Development of spaceflight in the 20th century was supported by fundamental achievements in mechanics, automation, radio electronics and computing. These fields of science and technology were in close interaction with each other. The challenges of space flight were an engine of technological development. By synthesizing achievements in different areas of technology, many problems were solved on the brink of the impossible. In the early 20th century many of the things that are no longer any wonder to us were in the realm of science fiction.

The pace of development in the field of advanced global information and navigation technologies using space systems allows us to say that within the next 15 years they'll be able to provide video communications between every individual all over the world. Global navigation systems that determine the position of a man, a car, a plane, a ship to within centimeters will become just as affordable and indispensable as a wristwatch was in the 20th century.

Modern achievements of information technologies, even without new scientific discoveries, will allow us in the 21st century, if such be the will of the united humanity, to create a fantastic information and navigation space. Each newly born, instead of a certificate of birth will be assigned a code in the information database. The global monitoring will make it possible to keep track of health and location of each of the 10 billion people that will constitute the Earth population by the end of the 21st century!

Space systems for global communications and navigation can only become commercially profitable when ground-based devices are mass-produced. Russia lacks this modern, rather than future, industry. In the 21st century it must be built, otherwise Russia will not be a great independent power.

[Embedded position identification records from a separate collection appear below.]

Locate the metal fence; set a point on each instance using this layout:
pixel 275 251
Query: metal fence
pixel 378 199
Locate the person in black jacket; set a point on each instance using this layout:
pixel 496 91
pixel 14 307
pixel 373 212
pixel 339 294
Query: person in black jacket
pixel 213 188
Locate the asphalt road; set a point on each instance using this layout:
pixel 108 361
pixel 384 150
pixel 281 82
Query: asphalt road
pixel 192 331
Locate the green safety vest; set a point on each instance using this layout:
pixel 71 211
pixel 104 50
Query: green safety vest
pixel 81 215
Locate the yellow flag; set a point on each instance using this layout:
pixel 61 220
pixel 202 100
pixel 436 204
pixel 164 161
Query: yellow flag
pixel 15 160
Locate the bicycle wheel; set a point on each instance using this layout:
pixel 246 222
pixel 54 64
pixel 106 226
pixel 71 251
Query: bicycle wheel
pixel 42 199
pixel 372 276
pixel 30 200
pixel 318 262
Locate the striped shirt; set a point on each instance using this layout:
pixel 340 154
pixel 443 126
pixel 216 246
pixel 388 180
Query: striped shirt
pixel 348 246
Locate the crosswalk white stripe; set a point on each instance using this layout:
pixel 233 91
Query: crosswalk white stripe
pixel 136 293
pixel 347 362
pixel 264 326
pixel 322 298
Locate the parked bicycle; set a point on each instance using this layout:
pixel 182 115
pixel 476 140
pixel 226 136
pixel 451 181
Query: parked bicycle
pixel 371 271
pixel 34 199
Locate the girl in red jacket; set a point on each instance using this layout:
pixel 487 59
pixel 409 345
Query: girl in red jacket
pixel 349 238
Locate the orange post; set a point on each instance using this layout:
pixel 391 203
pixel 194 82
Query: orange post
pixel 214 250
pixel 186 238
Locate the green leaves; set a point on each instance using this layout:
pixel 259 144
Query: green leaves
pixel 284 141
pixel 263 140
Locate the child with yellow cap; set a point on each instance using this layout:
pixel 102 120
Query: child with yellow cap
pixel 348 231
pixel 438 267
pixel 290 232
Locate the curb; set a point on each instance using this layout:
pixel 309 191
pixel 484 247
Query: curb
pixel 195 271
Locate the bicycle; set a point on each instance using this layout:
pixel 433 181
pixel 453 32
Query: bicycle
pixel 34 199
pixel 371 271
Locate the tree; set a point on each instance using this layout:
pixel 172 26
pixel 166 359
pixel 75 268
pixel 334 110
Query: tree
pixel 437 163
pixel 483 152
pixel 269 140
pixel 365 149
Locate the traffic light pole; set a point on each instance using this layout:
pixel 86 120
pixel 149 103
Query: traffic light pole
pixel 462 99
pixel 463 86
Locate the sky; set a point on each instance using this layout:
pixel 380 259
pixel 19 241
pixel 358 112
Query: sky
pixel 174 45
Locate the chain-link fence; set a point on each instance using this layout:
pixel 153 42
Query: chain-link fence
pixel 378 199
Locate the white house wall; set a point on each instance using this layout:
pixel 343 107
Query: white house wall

The fact that Russia has recently established a research council for nanotechnologies is a demonstration of wishes rather than of the actual strengths. Huge amounts of money and a strong political will are needed for us to catch up in this strategic area of technology in the 21st century.

All-band optical and radio monitoring of land, oceans and airspace, when combined with communication and navigation systems, change the tactics and the strategy of the possible warfare. The success of combat operations in the 21st century, if they turn out to be necessary, will be determined by the art of controlling space and ground systems integrated into a common information space. The speed of making decisions and choices, the pace of the operations themselves will be determined by the 24-hour all-weather real-time space reconnaissance tracking the situation on land, on sea, and in the air.

The Russian space flight needs to have a strategic perspective. However, before that, the Russian body politic must develop an overarching strategy, a national idea, which would bring people together into a spiritual communion.

Nanotechnologies, by enriching gene engineering biology, will achieve extension of human life. And some of the future veterans of space science may have a chance of verifying these predictions of 2009 during Korolev Lectures to be held in January 2101.